Hematologists are doctors who specialize in diseases of the blood. They diagnose and treat conditions such as sickle cell anemia, hemophilia, leukemia, and other blood conditions. Hematologists are experts at analyzing blood and bone marrow samples and diagnosing patients. They prescribe treatments that help patients live with their conditions, from counseling anemic patients on necessary dietary changes to administering chemotherapy to patients battling leukemia. In addition to their expert scientific training, hematologists need to keep precise records in order to share information with the rest of the patient's care team. Great hematologists also have a soothing bedside manner and are a comfort to patients battling scary chronic conditions.
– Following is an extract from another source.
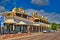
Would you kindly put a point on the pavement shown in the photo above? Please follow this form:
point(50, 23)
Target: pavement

The average salary for a hematologist is a whopping $266,042 a year. However, before you start dreaming about striding through the halls of a hospital in a lab coat, you should know that becoming a hematologist is a lot of work.
Like any other doctor, hematologists have to complete a bachelor's degree and medical school. However, once they are licensed physicians, hematologists do an additional internal medicine residency and hematology fellowship before they can finally be licensed as hematologists.
There is more than meets the eye when it comes to being a hematologist. For example, did you know that they make an average of $117.39 an hour? That's $244,161 a year!
Between 2018 and 2028, the career is expected to grow 7% and produce 55,400 job opportunities across the U.S.
There are certain skills that many hematologists have in order to accomplish their responsibilities. By taking a look through resumes, we were able to narrow down the most common skills for a person in this position. We discovered that a lot of resumes listed communication skills, compassion and detail oriented.
When it comes to the most important skills required to be a hematologist, we found that a lot of resumes listed 29.9% of hematologists included hematology, while 29.9% of resumes included oncology, and 14.4% of resumes included emr. Hard skills like these are helpful to have when it comes to performing essential job responsibilities.
When it comes to searching for a job, many search for a key term or phrase. Instead, it might be more helpful to search by industry, as you might be missing jobs that you never thought about in industries that you didn't even think offered positions related to the hematologist job title. But what industry to start with? Most hematologists actually find jobs in the health care and non profits industries.
If you're interested in becoming a hematologist, one of the first things to consider is how much education you need. We've determined that 30.2% of hematologists have a bachelor's degree. In terms of higher education levels, we found that 4.7% of hematologists have master's degrees. Even though some hematologists have a college degree, it's possible to become one with only a high school degree or GED.
Choosing the right major is always an important step when researching how to become a hematologist. When we researched the most common majors for a hematologist, we found that they most commonly earn bachelor's degree degrees or associate degree degrees. Other degrees that we often see on hematologist resumes include doctoral degree degrees or master's degree degrees.
You may find that experience in other jobs will help you become a hematologist. In fact, many hematologist jobs require experience in a role such as research assistant. Meanwhile, many hematologists also have previous career experience in roles such as residency in internal medicine or medical technologist.